During a site visit to the franchise one year later, Dakin learned that the transfer had in fact occurred without its approval and demanded payment of the $10,000 transfer fee. Dakin also sent a new franchise agreement to Reda. Eventually, in October of 2012, Reda signed the new franchise agreement but did not pay the transfer fee. No disclosure document was provided. After a dispute with the landlord for the franchise in February of 2013, Reda sought to rescind the franchise agreement.
Dakin resisted the rescission, arguing that two statutory exemptions to the disclosure requirements under theArthur Wishart Act applied: (i) under section 5(7)(a)(iv) where the grant of the franchise is not affected by or through the franchisor, (ii) under 5(7)(g)(ii) where the grant of the franchise is not valid for longer than one year and no non-refundable franchise fee is payable.
Summary Judgment Motions and Appeal
Both parties brought competing summary judgment motions. At first instance, the Ontario Superior Court of Justice found that neither of these exemptions applied and the plaintiff was successful in obtaining an order for rescission. Dakin’s cross-motion was dismissed.
Dakin appealed, arguing that they were denied a fair hearing by the motion judge because they were not heard on the franchisee’s cross-motion. The Court of Appeal dismissed this argument, finding that the motion and cross-motion were intrinsically connected and all of the relevant material was before the court when Dakin’s motion was argued.
The Court of Appeal also noted that, having requested that Reda enter into a new franchise agreement, Dakin could not rely on s. 5(7)(a)(iv) of the Arthur Wishart Act by arguing that they were not involved in the sale and that a franchise agreement was already in place. Further, by requiring the franchisee to pay a transfer fee, Dakin could not argue that they were exempt under s. 5(7)(g)(ii) of the Act on the basis that no non-refundable franchise fee was paid. By requiring the payment of the transfer fee, Dakin was precluded from relying on this exemption, irrespective of the fact it was never paid. Ultimately, the Court of Appeal upheld the lower court’s decision granting an order for rescission.
Key Take-Away Principles
More than anything, Dakin provides franchisors with a helpful guide for “what not to do” when managing transfers within their systems. Franchisors should be careful to monitor any proposed transfers by franchisees to new buyers and carefully exercise their rights of approval.
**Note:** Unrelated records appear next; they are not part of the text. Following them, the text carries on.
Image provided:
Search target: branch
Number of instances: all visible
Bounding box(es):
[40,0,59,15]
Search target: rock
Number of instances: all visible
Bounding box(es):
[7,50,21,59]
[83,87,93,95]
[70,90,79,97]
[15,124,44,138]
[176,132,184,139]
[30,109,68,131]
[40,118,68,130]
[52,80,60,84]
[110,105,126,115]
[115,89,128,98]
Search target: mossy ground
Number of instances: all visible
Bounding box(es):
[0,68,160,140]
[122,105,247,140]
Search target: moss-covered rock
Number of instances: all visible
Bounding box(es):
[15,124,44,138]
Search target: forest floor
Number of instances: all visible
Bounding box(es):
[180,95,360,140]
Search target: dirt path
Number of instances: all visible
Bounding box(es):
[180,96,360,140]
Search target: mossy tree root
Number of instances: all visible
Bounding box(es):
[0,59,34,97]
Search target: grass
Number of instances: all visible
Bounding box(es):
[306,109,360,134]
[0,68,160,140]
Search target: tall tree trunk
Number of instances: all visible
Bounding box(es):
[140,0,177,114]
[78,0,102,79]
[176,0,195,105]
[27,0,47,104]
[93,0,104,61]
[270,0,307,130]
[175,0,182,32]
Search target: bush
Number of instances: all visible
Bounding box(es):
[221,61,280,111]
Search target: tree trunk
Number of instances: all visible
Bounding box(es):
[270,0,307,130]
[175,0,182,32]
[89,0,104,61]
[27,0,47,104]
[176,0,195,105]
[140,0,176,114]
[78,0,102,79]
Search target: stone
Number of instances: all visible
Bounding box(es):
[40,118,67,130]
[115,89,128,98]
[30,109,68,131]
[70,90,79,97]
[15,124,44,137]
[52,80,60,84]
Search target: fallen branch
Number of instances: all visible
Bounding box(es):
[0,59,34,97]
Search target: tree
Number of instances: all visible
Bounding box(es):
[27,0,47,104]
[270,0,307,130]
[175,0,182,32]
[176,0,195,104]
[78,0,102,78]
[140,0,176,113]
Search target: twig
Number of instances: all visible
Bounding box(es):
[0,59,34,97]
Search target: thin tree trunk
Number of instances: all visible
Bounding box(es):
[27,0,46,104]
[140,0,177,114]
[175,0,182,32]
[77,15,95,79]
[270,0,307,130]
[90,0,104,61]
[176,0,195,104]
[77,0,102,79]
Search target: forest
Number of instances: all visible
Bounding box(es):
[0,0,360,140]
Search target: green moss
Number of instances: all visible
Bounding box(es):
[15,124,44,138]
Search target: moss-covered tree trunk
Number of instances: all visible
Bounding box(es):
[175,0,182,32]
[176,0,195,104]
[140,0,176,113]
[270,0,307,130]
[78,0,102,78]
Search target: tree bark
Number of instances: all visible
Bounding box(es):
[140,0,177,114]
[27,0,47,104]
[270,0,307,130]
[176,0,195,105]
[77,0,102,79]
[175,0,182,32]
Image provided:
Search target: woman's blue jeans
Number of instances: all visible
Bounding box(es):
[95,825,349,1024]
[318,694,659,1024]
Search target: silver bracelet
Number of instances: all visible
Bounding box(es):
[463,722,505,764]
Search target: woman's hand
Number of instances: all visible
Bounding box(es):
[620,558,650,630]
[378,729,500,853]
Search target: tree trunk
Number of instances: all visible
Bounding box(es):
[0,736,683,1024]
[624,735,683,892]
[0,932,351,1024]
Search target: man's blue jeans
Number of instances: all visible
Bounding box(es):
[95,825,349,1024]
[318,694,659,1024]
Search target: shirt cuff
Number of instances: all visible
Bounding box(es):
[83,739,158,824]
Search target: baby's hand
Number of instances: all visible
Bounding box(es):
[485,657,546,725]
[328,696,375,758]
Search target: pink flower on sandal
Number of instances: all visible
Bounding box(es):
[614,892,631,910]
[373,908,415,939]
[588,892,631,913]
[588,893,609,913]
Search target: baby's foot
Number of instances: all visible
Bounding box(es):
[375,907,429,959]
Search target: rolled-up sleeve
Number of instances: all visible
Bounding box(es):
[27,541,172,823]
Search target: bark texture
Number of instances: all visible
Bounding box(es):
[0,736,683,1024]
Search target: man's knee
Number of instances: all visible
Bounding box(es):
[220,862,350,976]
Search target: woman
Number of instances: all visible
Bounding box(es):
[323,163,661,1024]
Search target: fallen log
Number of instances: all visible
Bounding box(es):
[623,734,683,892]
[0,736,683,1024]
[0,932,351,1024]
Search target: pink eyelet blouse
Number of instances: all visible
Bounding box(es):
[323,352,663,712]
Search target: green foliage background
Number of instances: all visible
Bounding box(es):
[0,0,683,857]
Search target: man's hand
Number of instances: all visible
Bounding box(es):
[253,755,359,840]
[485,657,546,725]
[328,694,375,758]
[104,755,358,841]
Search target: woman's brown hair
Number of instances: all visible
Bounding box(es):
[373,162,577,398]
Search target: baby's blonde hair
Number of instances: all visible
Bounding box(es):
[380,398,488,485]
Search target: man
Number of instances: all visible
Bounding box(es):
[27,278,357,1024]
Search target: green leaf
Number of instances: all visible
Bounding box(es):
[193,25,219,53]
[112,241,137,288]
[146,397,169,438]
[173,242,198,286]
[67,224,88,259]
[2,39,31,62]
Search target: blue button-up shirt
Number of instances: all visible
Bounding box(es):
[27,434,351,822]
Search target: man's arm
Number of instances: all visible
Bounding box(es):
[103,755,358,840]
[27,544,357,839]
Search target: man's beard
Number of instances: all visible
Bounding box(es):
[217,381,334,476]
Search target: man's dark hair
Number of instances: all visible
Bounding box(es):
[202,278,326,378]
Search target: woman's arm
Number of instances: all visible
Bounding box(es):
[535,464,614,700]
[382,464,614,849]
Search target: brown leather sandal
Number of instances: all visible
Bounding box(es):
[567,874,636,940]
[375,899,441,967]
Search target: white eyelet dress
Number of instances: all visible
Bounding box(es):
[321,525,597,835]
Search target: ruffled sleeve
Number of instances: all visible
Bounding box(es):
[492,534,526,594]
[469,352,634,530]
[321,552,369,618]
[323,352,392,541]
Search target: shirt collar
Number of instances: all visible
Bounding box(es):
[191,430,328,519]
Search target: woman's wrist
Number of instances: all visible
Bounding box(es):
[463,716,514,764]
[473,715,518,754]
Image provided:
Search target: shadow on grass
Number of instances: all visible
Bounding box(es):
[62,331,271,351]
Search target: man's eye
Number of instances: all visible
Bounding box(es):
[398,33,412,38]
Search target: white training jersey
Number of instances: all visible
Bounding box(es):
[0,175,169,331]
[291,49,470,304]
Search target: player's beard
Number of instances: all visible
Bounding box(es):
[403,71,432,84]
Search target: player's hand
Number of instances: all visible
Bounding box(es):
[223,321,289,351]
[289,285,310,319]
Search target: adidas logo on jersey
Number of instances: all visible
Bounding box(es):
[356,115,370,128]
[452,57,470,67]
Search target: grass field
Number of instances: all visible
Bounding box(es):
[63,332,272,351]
Erring on the side of disclosure is always preferable to relying haphazardly on the exemptions under the Arthur Wishart Act, which, as demonstrated in Dakin and countless other cases, are routinely construed narrowly by courts against franchisors’ interests. Franchisors are well advised to consult with their legal advisors in dealing with any proposed transfer within their system.